Since 2001, there has been an explosive growth of scientific interest in the role of surface plasmons in optical phenomena including guided-wave propagation and imaging at the subwavelength scale, nonlinear spectroscopy and ‘negative index’ metamaterials. The unusual dispersion properties of metals enable excitation of propagating surface plasmon modes away from the plasmon resonance and near the plasmon resonance enables excitation of localized resonant modes in nanostructures that access a very large range of wavevectors over the visible and near infrared frequency range. Both resonant and nonresonant plasmon excitation allows for light localization in ultrasmall volumes in metallodielectric structures.

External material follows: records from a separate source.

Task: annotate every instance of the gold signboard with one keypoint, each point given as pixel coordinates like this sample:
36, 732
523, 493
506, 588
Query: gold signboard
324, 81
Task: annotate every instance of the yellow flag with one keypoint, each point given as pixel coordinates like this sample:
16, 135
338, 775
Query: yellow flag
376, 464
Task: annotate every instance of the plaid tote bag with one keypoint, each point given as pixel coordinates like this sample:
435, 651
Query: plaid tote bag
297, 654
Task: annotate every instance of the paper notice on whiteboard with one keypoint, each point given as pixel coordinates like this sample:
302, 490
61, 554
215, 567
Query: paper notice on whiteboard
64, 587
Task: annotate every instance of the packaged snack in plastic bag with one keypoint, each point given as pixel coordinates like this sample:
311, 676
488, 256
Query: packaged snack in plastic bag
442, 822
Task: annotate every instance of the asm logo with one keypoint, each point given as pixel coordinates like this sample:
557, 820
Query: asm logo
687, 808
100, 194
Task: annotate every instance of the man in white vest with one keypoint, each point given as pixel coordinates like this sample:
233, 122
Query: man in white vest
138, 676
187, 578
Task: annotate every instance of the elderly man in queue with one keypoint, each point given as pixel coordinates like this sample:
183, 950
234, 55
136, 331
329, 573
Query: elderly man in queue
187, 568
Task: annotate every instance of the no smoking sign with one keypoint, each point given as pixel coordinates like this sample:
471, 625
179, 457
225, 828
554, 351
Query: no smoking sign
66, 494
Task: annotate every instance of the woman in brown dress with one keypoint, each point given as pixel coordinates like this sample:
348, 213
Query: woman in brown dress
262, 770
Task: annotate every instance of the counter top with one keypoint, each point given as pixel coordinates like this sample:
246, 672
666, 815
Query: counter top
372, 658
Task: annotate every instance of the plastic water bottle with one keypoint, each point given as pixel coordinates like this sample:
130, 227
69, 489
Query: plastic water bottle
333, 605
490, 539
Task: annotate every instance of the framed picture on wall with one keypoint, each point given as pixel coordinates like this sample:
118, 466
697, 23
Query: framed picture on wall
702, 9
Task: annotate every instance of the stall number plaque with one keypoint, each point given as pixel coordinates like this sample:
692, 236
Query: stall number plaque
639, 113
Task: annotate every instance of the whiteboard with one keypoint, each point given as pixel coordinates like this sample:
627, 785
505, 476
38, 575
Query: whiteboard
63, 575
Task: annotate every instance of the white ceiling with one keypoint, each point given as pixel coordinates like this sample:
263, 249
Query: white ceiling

To date, little systematic, comprehensive thought has been given to the question of how plasmon excitation and light localization might be exploited to advantage in photovoltaics. Conventionally, photovoltaic absorbers must be optically ‘thick’ to enable nearly complete light absorption and photocarrier current collection. They are usually semiconductors whose thickness is typically several times the optical absorption length. For silicon, this thickness is greater than 50 microns, and it is several microns for direct bandgap compound semiconductors. High efficiency cells must have minority carrier diffusion lengths several times the material thickness. Thus conventional solar cell design and material synthesis considerations are strongly dictated by this simple optical thickness requirement.
Thus there is a need for systems and methods that both enhance photovoltaic performance and reduce cost by using reduced amounts of inexpensive material.